Planetarische Nebel visuell: die "Humasons" :-)


Milton Humason entdeckte im Laufe seine astronomischen Karriere nur 3 Planetarische Nebel, lagen seine Arbeitsschwerpunkte doch eher bei der Auswertung von Fotoplatten am 2,5m Teleskops des Mount Wilson, der Spektroskopie von (veränderlichen) Sternen und Quasaren für z.B. Hubble und Zwicky, sowie der reibungslosen Abwicklung des praktischen Alltages am Mount Wilson Observatorium - er war nun mal nur ein wissenschaftlicher Assistent!

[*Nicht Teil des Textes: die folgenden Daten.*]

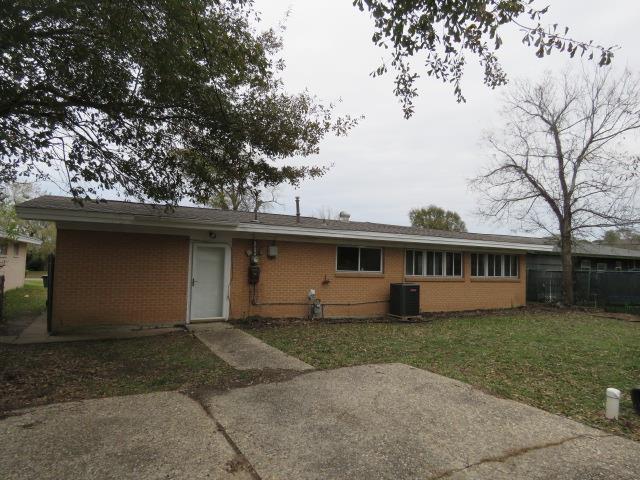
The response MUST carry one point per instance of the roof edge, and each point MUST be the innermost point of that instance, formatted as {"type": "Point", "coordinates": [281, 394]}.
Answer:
{"type": "Point", "coordinates": [36, 213]}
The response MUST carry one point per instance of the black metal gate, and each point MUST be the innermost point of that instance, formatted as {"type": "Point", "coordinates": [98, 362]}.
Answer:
{"type": "Point", "coordinates": [1, 297]}
{"type": "Point", "coordinates": [51, 262]}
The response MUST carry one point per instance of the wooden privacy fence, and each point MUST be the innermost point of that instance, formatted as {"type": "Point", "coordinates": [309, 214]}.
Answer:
{"type": "Point", "coordinates": [1, 298]}
{"type": "Point", "coordinates": [589, 287]}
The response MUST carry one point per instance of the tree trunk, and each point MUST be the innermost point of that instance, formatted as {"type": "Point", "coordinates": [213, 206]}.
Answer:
{"type": "Point", "coordinates": [567, 264]}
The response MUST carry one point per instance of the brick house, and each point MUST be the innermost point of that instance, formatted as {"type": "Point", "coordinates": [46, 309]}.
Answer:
{"type": "Point", "coordinates": [13, 259]}
{"type": "Point", "coordinates": [123, 263]}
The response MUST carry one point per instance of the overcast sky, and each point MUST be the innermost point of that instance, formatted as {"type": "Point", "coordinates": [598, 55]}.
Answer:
{"type": "Point", "coordinates": [388, 165]}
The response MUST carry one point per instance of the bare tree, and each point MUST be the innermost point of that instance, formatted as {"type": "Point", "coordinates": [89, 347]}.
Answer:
{"type": "Point", "coordinates": [559, 164]}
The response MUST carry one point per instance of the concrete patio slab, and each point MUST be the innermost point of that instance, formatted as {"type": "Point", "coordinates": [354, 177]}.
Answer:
{"type": "Point", "coordinates": [153, 436]}
{"type": "Point", "coordinates": [244, 351]}
{"type": "Point", "coordinates": [399, 422]}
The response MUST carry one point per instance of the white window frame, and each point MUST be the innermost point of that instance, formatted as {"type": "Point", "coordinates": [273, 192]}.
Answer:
{"type": "Point", "coordinates": [502, 256]}
{"type": "Point", "coordinates": [424, 263]}
{"type": "Point", "coordinates": [360, 247]}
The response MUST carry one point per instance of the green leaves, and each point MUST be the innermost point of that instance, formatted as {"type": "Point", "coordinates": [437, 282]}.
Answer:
{"type": "Point", "coordinates": [436, 218]}
{"type": "Point", "coordinates": [105, 93]}
{"type": "Point", "coordinates": [444, 31]}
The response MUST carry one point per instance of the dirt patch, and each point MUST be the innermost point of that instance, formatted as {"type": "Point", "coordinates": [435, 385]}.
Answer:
{"type": "Point", "coordinates": [627, 317]}
{"type": "Point", "coordinates": [32, 375]}
{"type": "Point", "coordinates": [533, 309]}
{"type": "Point", "coordinates": [250, 377]}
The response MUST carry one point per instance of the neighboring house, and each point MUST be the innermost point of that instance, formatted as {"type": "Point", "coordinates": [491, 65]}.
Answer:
{"type": "Point", "coordinates": [588, 256]}
{"type": "Point", "coordinates": [122, 263]}
{"type": "Point", "coordinates": [13, 259]}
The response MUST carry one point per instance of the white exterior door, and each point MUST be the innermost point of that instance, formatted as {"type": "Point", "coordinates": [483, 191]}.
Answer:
{"type": "Point", "coordinates": [207, 282]}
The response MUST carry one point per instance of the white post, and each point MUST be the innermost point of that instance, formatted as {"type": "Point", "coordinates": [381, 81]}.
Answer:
{"type": "Point", "coordinates": [613, 403]}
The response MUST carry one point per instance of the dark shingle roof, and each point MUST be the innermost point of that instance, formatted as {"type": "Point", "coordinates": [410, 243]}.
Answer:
{"type": "Point", "coordinates": [213, 216]}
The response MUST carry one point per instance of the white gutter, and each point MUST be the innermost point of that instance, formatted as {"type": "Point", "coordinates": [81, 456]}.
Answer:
{"type": "Point", "coordinates": [29, 213]}
{"type": "Point", "coordinates": [21, 238]}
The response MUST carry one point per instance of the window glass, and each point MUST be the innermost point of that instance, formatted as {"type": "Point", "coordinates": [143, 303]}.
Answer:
{"type": "Point", "coordinates": [448, 264]}
{"type": "Point", "coordinates": [429, 263]}
{"type": "Point", "coordinates": [417, 263]}
{"type": "Point", "coordinates": [437, 263]}
{"type": "Point", "coordinates": [408, 267]}
{"type": "Point", "coordinates": [370, 260]}
{"type": "Point", "coordinates": [457, 264]}
{"type": "Point", "coordinates": [507, 265]}
{"type": "Point", "coordinates": [498, 262]}
{"type": "Point", "coordinates": [348, 259]}
{"type": "Point", "coordinates": [514, 265]}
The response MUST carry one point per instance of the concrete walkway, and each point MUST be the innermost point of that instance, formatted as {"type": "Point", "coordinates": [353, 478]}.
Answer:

Der fast schon nach Phantasterei klingende Werdegang des Entdeckers kann in einem Artikel von Rudolf Kippenhahn aus seiner Reihe "Kippenhahns Sternstunde" in der Zeitschrift "Astronomie heute" als pdf-Dokument nachgelesen werden - es ist DIE astronomische Version des "american dream"! :-)
Entdeckt wurden die PN durch ihre verräterischen Spektren auf fotografischen Aufnahmen mit einem 10" Teleskop mit Objektivprisma, wie in den zwei Veröffentlichungen hier und hier nachzulesen ist.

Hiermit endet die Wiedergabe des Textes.